The company offers hardware for deep learning, software development tools and a host of other technology.
Nvidia's advantage in AI is not guaranteed. Makers of FPGAs, or field programmable gate arrays -- chips whose circuit structure can be freely altered -- are looking to take on GPU producers.
One advantage of FPGAs is that unlike GPUs, which only process calculations, FPGAs can process AI-related information as a whole and at a faster speed.
Xilinx, a major American FPGA maker, said when its partner companies used its FPGA for genome sequencing and for the kind of deep learning needed to perfect speech recognition, FPGAs were shown to be faster and consumed less power than GPUs.

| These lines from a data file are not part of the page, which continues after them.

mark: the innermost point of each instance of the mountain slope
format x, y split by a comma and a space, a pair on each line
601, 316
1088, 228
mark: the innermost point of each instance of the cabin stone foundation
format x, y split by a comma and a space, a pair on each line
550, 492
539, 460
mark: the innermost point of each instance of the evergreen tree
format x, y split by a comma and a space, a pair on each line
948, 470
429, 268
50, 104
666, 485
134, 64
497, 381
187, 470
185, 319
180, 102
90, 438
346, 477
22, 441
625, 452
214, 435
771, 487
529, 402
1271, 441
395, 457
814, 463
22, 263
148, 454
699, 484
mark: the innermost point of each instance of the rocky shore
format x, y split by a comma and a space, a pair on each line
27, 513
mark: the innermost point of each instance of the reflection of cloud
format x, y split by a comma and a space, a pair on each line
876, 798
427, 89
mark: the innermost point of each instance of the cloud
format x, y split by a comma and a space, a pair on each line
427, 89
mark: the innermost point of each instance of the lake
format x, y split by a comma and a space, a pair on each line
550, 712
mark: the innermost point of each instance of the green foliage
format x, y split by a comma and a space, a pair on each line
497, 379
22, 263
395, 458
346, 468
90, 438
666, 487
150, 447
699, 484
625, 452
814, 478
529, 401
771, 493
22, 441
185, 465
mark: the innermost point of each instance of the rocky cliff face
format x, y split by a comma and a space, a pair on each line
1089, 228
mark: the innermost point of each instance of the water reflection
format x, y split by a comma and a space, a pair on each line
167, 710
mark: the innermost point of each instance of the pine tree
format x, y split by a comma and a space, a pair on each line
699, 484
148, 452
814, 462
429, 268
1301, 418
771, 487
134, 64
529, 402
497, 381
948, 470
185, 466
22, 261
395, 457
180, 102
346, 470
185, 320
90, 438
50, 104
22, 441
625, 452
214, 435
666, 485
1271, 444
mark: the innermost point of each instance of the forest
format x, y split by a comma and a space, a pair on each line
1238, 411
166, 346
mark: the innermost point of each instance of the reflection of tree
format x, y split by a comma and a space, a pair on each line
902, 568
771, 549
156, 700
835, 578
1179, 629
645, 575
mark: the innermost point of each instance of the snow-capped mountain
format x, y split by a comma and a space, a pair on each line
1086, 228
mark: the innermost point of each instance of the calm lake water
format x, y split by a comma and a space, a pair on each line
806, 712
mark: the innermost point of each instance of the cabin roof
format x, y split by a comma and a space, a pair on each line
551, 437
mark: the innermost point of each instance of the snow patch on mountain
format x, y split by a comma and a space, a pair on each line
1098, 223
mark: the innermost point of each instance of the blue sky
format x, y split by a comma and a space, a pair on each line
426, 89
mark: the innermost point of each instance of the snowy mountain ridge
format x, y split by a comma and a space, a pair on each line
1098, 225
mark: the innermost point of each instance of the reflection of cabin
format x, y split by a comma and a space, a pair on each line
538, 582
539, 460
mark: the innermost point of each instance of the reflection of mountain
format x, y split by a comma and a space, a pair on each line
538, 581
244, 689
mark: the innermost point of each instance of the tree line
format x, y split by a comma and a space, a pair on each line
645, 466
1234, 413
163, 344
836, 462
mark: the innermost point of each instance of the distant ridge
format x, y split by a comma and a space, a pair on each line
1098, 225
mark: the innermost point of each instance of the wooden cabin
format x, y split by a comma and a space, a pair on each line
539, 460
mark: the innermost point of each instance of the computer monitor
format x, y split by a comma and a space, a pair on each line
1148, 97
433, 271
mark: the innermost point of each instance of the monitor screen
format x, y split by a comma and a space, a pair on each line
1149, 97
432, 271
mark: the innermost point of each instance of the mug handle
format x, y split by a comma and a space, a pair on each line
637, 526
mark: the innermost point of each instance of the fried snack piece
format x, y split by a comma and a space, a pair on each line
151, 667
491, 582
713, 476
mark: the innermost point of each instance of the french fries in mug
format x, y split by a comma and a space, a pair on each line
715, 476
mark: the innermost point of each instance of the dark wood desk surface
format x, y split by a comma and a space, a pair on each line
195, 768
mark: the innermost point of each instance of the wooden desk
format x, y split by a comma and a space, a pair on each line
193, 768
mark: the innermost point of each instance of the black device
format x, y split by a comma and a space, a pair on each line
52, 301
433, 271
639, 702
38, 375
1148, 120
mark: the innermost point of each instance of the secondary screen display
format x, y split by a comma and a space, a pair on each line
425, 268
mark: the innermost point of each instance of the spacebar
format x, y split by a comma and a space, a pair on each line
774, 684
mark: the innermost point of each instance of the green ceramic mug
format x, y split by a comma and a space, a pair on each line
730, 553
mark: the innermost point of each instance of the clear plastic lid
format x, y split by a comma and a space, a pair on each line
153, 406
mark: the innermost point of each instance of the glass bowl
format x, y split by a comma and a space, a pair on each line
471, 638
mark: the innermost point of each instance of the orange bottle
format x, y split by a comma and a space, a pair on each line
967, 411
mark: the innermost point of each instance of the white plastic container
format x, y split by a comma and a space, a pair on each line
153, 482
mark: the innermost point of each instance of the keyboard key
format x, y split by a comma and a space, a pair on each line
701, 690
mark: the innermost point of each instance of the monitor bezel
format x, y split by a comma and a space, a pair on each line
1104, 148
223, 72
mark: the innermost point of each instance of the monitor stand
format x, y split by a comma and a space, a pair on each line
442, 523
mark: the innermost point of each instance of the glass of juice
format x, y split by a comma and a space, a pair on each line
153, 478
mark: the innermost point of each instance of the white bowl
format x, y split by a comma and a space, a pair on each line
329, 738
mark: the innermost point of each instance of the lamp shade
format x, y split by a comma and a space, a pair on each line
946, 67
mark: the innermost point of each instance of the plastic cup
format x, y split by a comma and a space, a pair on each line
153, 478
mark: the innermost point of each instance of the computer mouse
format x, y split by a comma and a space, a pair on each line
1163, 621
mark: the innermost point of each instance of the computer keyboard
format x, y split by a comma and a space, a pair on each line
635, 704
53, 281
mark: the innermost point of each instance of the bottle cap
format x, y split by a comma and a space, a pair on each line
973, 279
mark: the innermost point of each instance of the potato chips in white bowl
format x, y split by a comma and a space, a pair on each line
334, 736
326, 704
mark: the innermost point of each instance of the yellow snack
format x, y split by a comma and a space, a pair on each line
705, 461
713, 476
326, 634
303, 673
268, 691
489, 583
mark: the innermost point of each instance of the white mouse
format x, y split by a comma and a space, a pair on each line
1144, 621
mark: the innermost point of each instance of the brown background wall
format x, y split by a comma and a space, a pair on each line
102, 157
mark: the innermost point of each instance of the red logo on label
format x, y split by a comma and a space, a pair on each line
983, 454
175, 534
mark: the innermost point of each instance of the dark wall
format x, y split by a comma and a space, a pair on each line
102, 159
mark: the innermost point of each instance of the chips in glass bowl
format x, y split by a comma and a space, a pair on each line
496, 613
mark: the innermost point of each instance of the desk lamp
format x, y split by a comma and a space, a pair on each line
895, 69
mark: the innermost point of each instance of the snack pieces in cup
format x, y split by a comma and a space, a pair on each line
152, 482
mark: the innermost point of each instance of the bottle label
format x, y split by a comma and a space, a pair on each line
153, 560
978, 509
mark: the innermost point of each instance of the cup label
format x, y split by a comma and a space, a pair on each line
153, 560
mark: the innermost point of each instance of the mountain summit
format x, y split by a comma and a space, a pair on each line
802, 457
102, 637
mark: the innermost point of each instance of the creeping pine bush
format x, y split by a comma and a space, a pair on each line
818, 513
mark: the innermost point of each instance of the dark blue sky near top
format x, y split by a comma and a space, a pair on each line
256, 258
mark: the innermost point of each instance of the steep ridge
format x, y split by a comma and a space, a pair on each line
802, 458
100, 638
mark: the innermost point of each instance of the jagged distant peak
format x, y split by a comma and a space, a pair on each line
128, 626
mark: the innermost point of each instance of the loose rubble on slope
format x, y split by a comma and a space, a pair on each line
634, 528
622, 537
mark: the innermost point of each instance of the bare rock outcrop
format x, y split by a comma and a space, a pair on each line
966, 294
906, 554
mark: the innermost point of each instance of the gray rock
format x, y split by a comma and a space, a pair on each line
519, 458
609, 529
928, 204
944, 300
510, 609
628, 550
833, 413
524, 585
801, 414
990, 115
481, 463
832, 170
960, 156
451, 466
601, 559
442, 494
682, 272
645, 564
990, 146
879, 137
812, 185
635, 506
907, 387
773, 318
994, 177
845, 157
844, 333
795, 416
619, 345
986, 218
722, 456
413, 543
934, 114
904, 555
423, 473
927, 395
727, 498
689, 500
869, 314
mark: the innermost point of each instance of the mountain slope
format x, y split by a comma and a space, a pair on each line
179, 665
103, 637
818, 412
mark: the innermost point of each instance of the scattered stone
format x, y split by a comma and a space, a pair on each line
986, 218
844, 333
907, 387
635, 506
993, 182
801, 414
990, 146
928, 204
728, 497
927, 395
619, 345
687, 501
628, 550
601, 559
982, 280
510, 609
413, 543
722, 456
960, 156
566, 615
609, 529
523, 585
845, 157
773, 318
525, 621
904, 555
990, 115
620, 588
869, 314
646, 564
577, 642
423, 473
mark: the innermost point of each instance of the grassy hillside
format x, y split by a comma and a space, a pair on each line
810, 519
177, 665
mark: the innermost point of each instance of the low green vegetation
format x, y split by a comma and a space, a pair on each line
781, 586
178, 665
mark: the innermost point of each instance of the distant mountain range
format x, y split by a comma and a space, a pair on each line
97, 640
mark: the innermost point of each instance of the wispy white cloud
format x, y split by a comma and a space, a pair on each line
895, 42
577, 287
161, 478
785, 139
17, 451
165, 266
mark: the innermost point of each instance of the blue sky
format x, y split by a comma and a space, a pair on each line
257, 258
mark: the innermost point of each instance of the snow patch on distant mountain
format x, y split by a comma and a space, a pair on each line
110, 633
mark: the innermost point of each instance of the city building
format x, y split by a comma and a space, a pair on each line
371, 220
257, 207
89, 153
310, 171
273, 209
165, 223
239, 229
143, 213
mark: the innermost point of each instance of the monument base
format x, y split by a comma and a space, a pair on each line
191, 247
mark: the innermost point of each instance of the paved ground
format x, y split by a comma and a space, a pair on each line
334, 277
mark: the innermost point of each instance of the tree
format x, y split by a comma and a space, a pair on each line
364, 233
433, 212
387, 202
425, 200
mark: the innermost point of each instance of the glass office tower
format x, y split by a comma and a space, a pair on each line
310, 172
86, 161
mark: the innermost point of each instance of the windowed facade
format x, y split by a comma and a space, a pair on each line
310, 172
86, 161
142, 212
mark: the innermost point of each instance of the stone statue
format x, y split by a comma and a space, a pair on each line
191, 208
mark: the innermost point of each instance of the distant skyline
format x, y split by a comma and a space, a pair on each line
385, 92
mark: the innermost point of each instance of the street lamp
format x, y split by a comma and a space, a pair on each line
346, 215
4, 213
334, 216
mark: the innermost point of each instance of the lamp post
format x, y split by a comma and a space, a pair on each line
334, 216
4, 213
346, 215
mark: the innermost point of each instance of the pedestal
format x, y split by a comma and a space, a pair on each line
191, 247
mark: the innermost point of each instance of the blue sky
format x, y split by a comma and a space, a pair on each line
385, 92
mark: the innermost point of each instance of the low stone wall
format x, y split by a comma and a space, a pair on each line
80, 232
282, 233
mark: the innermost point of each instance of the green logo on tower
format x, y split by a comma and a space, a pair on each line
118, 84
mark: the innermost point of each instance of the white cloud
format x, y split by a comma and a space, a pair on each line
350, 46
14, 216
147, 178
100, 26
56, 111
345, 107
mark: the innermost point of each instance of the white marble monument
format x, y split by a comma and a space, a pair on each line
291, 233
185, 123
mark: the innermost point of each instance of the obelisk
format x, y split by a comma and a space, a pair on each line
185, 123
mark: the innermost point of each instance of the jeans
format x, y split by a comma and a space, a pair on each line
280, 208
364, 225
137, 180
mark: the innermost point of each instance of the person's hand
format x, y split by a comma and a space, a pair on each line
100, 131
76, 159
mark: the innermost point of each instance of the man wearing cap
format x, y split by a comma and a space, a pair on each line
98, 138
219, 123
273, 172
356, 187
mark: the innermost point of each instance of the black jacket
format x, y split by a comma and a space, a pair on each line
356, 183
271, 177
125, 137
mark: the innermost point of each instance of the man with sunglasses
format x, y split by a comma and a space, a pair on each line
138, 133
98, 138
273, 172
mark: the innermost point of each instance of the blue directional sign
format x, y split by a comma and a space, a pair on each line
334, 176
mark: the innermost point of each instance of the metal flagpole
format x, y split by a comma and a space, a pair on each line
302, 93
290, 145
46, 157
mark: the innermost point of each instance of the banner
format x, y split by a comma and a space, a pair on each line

Intel in late 2015 acquired a U.S. company known as Altera for its FPGA products. Intel has an edge over rivals with its general-purpose processors but has been lagging Nvidia and AMD in GPUs. For AI-use chips, Intel is fighting back with the Xeon Phi, designed for high-performance computing. The company has teamed up with Google to optimize Google's TensorFlow for the Xeon Phi.
But the lineup has not been as diverse as Nvidia's GPU lineup -- with even low-end processors priced relatively high at around $2,200 -- and includes no AI-use chips for vehicles. By acquiring Altera, Intel hopes to fill the void.